Re: [PATCH] Introduce array_shuffle() and array_sample()

From: Martin Kalcher <martin(dot)kalcher(at)aboutsource(dot)net>
To: Fabien COELHO <coelho(at)cri(dot)ensmp(dot)fr>
Cc: Dean Rasheed <dean(dot)a(dot)rasheed(at)gmail(dot)com>, Tom Lane <tgl(at)sss(dot)pgh(dot)pa(dot)us>, Robert Haas <robertmhaas(at)gmail(dot)com>, Andrew Dunstan <andrew(at)dunslane(dot)net>, John Naylor <john(dot)naylor(at)enterprisedb(dot)com>, Thomas Munro <thomas(dot)munro(at)gmail(dot)com>, PostgreSQL Hackers <pgsql-hackers(at)lists(dot)postgresql(dot)org>
Subject: Re: [PATCH] Introduce array_shuffle() and array_sample()
Date: 2022-07-24 19:29:39
Message-ID: f5af7698-d1eb-bdf4-9969-82b18ab4f8cf@aboutsource.net
Views: Raw Message | Whole Thread | Download mbox | Resend email
Thread:
Lists: pgsql-general pgsql-hackers

Am 24.07.22 um 10:15 schrieb Fabien COELHO:
>
> My 0,02€ about this patch:

Thank you for your feedback. I attached a patch, that addresses most of
your points.

> Use (void) when declaring no parameters in headers or in functions.

Done.

> Should the exchange be skipped when i == k?

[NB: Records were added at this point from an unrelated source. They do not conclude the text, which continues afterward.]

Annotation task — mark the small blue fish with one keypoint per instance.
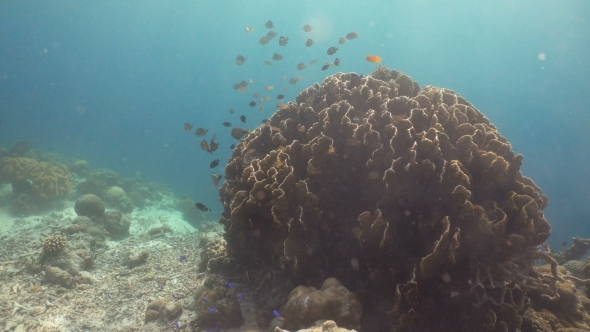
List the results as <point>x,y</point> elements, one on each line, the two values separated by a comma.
<point>278,315</point>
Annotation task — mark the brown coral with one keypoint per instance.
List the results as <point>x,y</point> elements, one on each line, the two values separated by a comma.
<point>48,181</point>
<point>54,243</point>
<point>415,183</point>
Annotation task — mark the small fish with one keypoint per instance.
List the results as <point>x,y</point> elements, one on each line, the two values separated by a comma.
<point>240,60</point>
<point>352,35</point>
<point>213,145</point>
<point>332,50</point>
<point>238,132</point>
<point>201,132</point>
<point>202,207</point>
<point>374,58</point>
<point>215,179</point>
<point>278,315</point>
<point>263,41</point>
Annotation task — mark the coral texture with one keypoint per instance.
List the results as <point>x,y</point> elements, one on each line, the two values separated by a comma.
<point>333,301</point>
<point>89,205</point>
<point>48,181</point>
<point>415,184</point>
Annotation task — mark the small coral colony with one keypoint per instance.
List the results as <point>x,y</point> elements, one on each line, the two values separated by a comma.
<point>238,133</point>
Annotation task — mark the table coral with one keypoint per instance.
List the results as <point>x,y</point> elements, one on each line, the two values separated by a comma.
<point>49,181</point>
<point>414,183</point>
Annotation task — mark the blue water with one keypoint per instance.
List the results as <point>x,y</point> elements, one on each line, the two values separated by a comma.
<point>115,81</point>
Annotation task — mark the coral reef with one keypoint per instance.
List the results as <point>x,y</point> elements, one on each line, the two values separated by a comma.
<point>333,301</point>
<point>116,224</point>
<point>136,258</point>
<point>414,184</point>
<point>214,258</point>
<point>320,326</point>
<point>80,167</point>
<point>91,186</point>
<point>114,194</point>
<point>54,243</point>
<point>89,205</point>
<point>218,306</point>
<point>46,180</point>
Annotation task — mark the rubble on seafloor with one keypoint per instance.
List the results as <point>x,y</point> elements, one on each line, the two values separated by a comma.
<point>371,204</point>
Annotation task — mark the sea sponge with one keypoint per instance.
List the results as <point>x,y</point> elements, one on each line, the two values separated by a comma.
<point>333,301</point>
<point>114,194</point>
<point>48,181</point>
<point>54,243</point>
<point>414,183</point>
<point>89,205</point>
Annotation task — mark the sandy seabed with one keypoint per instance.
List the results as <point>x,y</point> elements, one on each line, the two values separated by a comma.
<point>115,297</point>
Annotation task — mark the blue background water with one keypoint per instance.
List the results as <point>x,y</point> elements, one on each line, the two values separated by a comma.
<point>115,81</point>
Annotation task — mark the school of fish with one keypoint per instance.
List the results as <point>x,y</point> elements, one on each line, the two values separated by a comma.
<point>238,133</point>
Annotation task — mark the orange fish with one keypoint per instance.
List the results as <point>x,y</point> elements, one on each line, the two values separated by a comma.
<point>374,58</point>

The additional branch is actually slower (on my machine, tested with an
10M element int array) for 1D-arrays, which i assume is the most common
case. Even with a 2D-array with a subarray size of 1M there is no
difference in execution time. i == k should be relatively rare for large
arrays, given a good prng.

> I do not see the point of having *only* inline functions in a c file.
> The external functions should not be inlined?

Done.

> The random and array shuffling functions share a common state. I'm
> wondering whether it should ot should not be so. It seems ok, but then
> ISTM that the documentation suggests implicitely that setseed applies to
> random() only, which is not the case anymore after the patch.

I really like the idea of a prng state owned by the user, that is used
by all user facing random functions, but see that their might be
concerns about this change. I would update the setseed() documentation,
if this proposal is accepted. Do you think my patch should already
include the documentation update?

> If more samples are required than the number of elements, it does not
> error out. I'm wondering whether it should.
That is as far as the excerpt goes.